Work through the below steps as an end of year gift to yourself.
REACH Forgiveness of Others
R = Recall the hurt.
To heal, you have to face the fact that you have been hurt. Decide not to treat yourself like a victim and not to treat the other person badly or nastily. Make a decision to forgive. Decide that you are not going to pursue payback but you will treat the person as a valuable person.
E = Empathize.
Empathy is putting yourself in the other person’s chair. Pretend that the other person is in an empty chair across from you. Talk to him/ her. Pour your heart out. Then, when you’ve had your say, sit in his/ her chair. Talk back to the imaginary you in a way that helps you see why the other person might have wronged you. This builds empathy, and even if you can’t empathize, you might feel more sympathy, compassion, or love, which helps you heal from hurt. This allows you to give …
A = Altruistic gift.
Give forgiveness as an unselfish, altruistic gift. We all can remember when we wronged someone—maybe a parent, teacher, or friend—and the person forgave us. We felt light and free.

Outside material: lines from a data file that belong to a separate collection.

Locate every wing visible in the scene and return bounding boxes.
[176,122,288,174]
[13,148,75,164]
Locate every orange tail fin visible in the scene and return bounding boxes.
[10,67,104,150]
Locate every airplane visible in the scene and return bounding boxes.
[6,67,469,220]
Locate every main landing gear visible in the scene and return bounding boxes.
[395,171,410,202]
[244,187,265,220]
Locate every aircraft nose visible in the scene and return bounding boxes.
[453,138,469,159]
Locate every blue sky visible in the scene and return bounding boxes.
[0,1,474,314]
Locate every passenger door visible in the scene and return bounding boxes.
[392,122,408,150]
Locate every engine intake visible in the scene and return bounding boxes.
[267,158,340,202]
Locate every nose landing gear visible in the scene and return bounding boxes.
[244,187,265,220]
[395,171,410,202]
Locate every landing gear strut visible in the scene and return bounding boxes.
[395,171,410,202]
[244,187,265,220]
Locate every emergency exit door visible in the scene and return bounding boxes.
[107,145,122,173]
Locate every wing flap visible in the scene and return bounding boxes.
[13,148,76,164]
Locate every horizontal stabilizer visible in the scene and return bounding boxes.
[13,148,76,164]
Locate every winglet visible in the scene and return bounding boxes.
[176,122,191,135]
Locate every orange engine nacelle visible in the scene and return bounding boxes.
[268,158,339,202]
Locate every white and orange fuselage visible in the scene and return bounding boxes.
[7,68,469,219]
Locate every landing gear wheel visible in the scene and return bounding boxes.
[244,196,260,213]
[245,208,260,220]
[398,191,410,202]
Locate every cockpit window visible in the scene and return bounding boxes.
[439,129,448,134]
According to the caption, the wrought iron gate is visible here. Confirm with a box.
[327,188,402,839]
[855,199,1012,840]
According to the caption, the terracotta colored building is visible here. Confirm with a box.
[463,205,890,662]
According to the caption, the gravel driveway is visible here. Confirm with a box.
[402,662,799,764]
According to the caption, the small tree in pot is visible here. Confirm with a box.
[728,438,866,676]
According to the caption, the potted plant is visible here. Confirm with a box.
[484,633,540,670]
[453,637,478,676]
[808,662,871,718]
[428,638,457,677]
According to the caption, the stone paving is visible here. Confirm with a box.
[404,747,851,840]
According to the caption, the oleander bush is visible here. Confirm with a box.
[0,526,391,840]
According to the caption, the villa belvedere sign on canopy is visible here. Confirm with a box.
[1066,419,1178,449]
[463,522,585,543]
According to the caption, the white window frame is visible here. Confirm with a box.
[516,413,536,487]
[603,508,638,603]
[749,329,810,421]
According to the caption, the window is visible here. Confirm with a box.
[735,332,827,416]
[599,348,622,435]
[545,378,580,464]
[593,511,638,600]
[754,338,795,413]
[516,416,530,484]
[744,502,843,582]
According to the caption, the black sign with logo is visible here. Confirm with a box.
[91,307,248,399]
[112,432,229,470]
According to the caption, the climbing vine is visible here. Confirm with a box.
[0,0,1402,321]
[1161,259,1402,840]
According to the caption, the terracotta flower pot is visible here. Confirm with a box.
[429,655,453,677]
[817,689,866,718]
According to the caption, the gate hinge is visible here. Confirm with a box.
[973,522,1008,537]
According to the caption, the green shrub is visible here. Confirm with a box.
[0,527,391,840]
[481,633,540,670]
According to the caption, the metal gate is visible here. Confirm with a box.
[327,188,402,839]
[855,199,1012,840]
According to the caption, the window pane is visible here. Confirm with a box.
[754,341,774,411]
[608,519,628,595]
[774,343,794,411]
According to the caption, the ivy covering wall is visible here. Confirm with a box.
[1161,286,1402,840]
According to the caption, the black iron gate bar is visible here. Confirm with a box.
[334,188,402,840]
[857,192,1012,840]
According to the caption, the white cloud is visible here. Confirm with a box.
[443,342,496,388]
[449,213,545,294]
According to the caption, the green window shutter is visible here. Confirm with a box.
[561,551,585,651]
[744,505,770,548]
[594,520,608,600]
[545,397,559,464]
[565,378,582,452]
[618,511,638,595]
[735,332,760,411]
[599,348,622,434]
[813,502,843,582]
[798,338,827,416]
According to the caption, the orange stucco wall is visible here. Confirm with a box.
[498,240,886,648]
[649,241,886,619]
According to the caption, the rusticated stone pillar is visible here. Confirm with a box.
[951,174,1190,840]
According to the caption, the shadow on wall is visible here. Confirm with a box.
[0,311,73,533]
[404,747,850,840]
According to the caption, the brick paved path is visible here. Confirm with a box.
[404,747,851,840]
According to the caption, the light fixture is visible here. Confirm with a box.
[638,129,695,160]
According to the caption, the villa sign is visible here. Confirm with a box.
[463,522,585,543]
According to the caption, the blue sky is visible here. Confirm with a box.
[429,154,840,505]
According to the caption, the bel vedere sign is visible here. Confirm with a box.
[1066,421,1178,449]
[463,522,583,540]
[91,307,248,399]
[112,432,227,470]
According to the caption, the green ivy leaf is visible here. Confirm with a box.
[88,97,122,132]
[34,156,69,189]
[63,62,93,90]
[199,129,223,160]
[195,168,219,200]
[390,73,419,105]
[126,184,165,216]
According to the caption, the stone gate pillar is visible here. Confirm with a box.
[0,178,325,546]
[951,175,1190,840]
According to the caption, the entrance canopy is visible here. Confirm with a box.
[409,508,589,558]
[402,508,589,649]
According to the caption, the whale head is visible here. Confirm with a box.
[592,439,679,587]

And we didn’t want to disappoint that person by doing wrong again. By forgiving unselfishly, you can give that same gift to someone who hurt you.
C = Commit.
Once you’ve forgiven, write a note to yourself—something as simple as, “Today, I forgave [person’s name] for hurting me.” This helps your forgiveness last.
H = Hold onto forgiveness.
Write a note of commitment because we will almost surely be tempted to doubt that we really forgave. Re-read your note. You did forgive.